Joan Hough. "The Case Against Rebuilding New Orleans". Georgia Heritage Council. - the Army Corps of Engineers in the middle 20th century was charged with protecting N.O. from floods. The Corps took defensive measures to keep the river and N.O.’s canals confined to defined pathways. These measures did serve to prevent many floods, but, also, prevented the movement of sediments in to build up the areas that were growing lower and lower. As a result the land sank while the defenses were being repeatedly raised and strengthened.
No matter the admirable intentions of the engineers, the defenses were never designed to protect NO against a direct hit by a category five hurricane or by the eye’s landfall east of the city in a category four.

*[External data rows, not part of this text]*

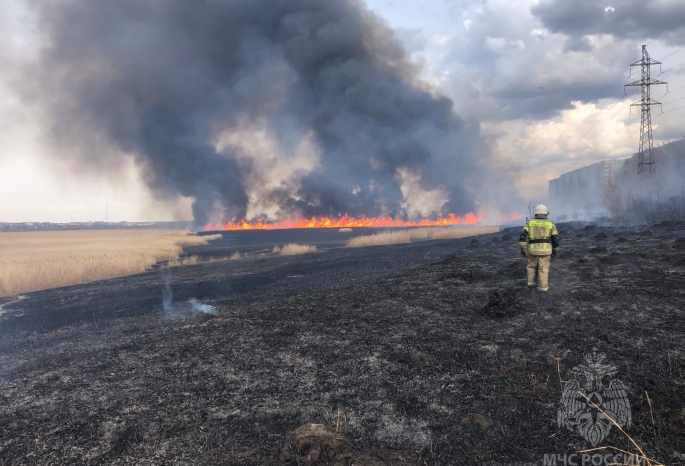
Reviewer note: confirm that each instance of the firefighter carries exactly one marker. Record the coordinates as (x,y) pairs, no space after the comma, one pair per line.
(539,242)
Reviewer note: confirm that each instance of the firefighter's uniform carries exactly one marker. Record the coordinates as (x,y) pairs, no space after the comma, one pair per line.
(539,241)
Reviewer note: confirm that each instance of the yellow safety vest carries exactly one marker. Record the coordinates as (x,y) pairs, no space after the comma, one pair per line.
(540,232)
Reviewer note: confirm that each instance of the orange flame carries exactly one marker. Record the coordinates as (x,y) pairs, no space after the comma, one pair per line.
(346,222)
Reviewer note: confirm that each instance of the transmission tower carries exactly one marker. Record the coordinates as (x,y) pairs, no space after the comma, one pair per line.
(645,158)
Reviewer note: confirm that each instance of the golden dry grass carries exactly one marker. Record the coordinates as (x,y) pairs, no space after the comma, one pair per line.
(406,236)
(49,259)
(294,249)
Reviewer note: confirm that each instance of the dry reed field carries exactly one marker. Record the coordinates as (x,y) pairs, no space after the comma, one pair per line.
(293,249)
(35,261)
(407,236)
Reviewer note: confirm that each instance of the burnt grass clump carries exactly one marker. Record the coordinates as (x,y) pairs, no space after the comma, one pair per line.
(430,353)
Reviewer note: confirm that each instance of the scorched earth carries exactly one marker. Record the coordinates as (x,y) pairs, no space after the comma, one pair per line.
(426,353)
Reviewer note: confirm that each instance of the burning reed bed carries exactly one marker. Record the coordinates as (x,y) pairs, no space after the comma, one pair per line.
(407,236)
(293,249)
(40,260)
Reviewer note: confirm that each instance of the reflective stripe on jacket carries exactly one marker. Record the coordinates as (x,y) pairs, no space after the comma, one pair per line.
(539,236)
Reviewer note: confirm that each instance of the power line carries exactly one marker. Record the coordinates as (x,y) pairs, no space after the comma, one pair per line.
(672,53)
(673,74)
(645,159)
(589,117)
(668,69)
(676,100)
(672,110)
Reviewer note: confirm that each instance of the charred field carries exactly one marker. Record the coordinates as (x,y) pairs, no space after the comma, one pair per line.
(426,353)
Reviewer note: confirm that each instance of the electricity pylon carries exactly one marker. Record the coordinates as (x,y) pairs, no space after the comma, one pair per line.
(645,158)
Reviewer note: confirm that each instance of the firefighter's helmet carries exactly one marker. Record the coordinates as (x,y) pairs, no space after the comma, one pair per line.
(541,209)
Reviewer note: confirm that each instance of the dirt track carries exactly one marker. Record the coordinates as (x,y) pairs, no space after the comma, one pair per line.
(406,348)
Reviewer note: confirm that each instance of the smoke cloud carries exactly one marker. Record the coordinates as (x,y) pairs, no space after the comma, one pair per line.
(166,81)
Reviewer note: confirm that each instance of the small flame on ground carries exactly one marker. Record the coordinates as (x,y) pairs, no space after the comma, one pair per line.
(346,222)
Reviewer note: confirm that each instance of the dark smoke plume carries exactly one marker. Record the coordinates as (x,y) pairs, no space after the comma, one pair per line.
(158,79)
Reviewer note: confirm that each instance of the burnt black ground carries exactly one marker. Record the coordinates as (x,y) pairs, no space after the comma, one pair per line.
(396,344)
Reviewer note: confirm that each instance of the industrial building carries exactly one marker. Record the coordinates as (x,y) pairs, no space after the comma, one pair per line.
(578,193)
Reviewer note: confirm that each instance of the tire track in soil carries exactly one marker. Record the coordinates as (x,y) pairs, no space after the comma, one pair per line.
(409,357)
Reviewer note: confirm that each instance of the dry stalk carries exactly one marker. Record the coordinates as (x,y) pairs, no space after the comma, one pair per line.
(651,414)
(670,369)
(561,383)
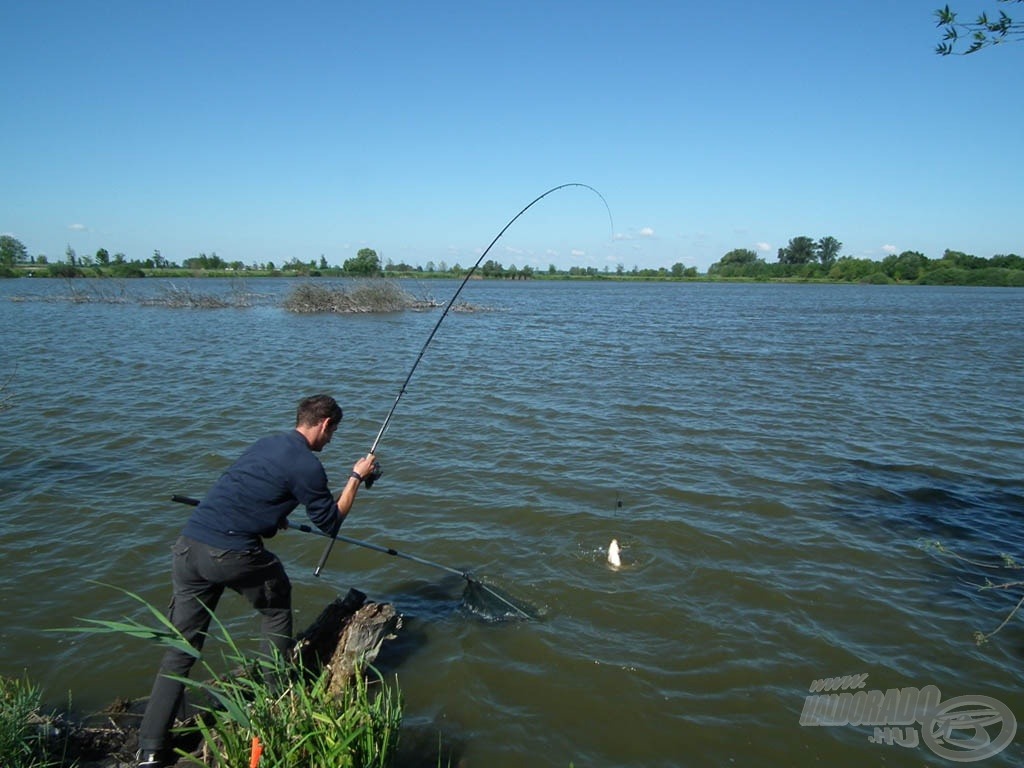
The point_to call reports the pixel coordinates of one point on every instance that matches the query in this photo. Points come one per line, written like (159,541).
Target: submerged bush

We should not forget that the level of the Gulf, itself, has begun its inevitable rise, which, in the estimate of the scientific community, will reach possibly to three feet and will rise more and more rapidly as time passes.

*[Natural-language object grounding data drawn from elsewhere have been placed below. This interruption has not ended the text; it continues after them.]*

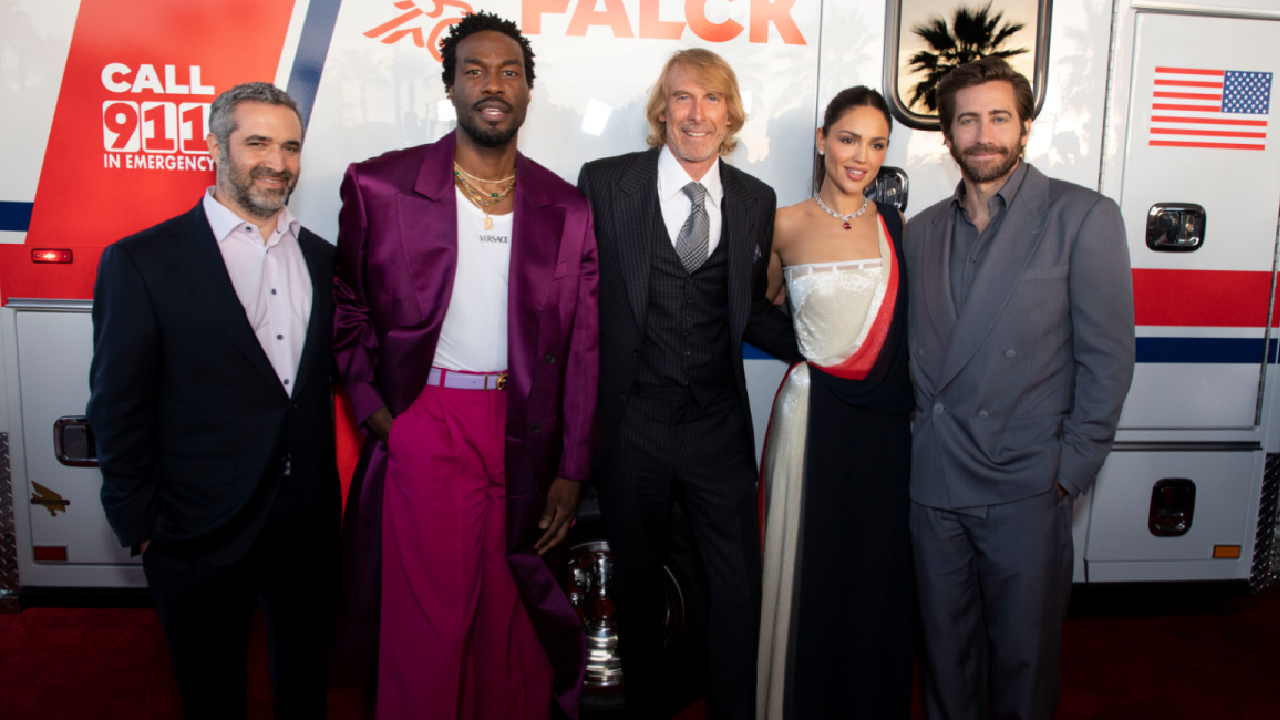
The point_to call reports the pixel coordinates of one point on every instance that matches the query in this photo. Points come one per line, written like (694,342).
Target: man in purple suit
(466,335)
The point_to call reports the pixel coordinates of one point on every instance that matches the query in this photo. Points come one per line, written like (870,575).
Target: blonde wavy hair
(712,72)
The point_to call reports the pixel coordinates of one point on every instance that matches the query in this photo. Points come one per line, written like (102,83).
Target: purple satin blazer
(393,278)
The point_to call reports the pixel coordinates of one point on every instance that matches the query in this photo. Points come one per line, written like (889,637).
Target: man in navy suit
(684,245)
(211,408)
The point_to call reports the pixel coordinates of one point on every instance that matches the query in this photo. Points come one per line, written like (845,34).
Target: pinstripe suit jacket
(624,196)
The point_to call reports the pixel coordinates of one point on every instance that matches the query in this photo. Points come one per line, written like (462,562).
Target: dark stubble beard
(978,173)
(488,136)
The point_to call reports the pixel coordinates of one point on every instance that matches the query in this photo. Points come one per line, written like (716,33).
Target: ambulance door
(67,541)
(1198,181)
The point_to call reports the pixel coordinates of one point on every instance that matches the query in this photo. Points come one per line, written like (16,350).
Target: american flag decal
(1219,109)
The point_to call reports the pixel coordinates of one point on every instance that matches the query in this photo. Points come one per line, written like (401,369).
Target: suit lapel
(936,276)
(1011,249)
(634,220)
(196,256)
(321,305)
(736,208)
(536,231)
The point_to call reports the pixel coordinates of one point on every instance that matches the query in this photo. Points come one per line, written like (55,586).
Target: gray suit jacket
(1024,386)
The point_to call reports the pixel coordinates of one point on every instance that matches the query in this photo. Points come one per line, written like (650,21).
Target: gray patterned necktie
(694,237)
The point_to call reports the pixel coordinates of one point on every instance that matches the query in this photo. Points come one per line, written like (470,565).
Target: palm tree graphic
(973,33)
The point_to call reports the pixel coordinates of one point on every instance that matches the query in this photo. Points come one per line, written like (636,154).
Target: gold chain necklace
(479,196)
(457,169)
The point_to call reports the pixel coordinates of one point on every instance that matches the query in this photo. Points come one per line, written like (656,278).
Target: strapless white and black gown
(836,623)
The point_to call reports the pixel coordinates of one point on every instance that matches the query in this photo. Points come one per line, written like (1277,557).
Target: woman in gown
(836,629)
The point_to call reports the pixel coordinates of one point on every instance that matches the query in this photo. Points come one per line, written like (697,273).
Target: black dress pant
(206,609)
(672,449)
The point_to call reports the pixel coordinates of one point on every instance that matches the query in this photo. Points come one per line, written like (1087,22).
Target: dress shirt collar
(672,178)
(224,222)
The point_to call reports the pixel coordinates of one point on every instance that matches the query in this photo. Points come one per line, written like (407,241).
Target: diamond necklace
(837,215)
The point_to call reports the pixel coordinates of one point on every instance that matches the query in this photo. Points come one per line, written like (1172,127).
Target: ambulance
(1164,105)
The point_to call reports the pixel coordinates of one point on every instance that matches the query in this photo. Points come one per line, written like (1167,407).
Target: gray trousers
(993,587)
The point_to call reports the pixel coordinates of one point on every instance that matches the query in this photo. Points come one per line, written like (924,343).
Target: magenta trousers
(455,638)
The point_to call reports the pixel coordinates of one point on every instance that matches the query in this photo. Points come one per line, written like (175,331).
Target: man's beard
(252,199)
(489,136)
(981,173)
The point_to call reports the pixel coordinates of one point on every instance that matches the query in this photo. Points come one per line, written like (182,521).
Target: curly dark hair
(479,22)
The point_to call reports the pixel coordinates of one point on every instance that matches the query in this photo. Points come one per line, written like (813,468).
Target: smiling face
(986,136)
(696,121)
(490,92)
(259,167)
(854,149)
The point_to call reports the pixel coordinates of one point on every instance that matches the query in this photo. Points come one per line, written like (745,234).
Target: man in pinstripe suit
(684,244)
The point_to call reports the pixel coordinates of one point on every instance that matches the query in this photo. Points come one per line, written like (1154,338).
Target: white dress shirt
(474,333)
(676,205)
(270,281)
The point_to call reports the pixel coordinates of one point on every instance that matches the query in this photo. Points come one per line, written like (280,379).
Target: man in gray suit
(1022,341)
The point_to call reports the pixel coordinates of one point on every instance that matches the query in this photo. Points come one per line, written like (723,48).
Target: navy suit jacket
(192,425)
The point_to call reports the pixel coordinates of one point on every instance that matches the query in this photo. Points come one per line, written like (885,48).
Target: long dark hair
(845,100)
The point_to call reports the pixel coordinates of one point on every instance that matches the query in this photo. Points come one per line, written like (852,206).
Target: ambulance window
(927,37)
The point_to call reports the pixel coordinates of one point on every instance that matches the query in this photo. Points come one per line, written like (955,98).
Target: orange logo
(615,16)
(414,19)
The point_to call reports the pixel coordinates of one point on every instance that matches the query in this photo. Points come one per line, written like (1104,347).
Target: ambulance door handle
(73,442)
(890,187)
(1175,227)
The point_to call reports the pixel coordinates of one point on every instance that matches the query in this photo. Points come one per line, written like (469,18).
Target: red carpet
(1134,654)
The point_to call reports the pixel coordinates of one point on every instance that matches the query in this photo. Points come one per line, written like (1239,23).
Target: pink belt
(458,379)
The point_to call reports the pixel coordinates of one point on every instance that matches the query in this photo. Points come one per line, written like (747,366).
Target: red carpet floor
(1130,654)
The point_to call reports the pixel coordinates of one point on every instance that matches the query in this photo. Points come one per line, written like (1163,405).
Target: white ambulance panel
(1121,507)
(1201,103)
(59,504)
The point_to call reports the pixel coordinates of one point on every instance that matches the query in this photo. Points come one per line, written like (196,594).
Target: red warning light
(49,255)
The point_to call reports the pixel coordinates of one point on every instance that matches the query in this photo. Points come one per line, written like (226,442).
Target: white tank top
(474,335)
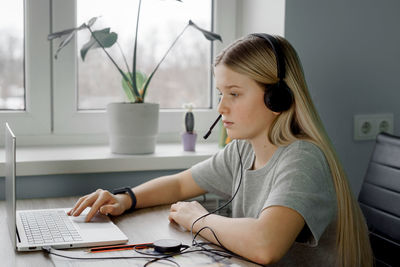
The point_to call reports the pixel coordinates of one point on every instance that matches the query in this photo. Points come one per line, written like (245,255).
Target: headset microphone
(212,127)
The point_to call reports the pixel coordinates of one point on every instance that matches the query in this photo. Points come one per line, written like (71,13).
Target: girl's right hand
(101,201)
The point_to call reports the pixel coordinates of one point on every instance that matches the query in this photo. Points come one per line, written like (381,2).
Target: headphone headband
(278,97)
(276,48)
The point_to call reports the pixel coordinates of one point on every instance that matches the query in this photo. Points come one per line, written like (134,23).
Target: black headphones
(278,97)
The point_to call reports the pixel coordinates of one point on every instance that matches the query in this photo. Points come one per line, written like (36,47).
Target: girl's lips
(227,124)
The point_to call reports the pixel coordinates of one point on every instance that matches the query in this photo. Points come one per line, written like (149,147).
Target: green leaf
(128,87)
(101,38)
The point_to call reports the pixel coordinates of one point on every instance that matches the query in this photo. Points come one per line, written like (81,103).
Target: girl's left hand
(185,213)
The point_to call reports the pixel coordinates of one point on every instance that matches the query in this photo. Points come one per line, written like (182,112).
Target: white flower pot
(133,127)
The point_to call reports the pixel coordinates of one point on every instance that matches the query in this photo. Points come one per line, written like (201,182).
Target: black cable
(223,206)
(223,252)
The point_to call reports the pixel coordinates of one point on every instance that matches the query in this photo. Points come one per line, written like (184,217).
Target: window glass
(183,77)
(12,91)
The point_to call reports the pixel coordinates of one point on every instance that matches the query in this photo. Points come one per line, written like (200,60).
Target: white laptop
(33,229)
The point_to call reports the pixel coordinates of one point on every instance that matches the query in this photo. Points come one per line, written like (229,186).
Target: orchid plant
(134,82)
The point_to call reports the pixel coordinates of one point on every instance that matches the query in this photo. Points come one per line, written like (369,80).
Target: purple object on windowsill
(189,141)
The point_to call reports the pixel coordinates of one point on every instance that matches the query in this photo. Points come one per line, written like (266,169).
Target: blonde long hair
(253,56)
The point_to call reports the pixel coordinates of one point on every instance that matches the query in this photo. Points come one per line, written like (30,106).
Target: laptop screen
(10,181)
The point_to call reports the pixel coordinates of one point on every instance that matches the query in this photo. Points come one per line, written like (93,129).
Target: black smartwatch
(131,194)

If rebuilt, what is in New Orleans’ future?
New Orleans, no matter what, will no longer exist in 100 years or even sooner.
Andrew C. Revkin. "New Orleans: Still Inevitable, and Impossible?". 2 Sept. 2008 - The question is, when do humans hold the line, and when do they back off, in the face of inevitable disasters? New Orleans, a city largely below sea level, will at some point face a storm that will be perfect — perfectly destructive, that is. It will be something like the 1969 category-5 Hurricane Camille, but on a track 10 or 15 miles further to the west. I don’t wish for it, but it is as inevitable as the chance of hitting snake eyes with enough dice rolls, and the destruction dice may well be getting increasingly loaded, both by rising sea levels and — possibly — warming seas.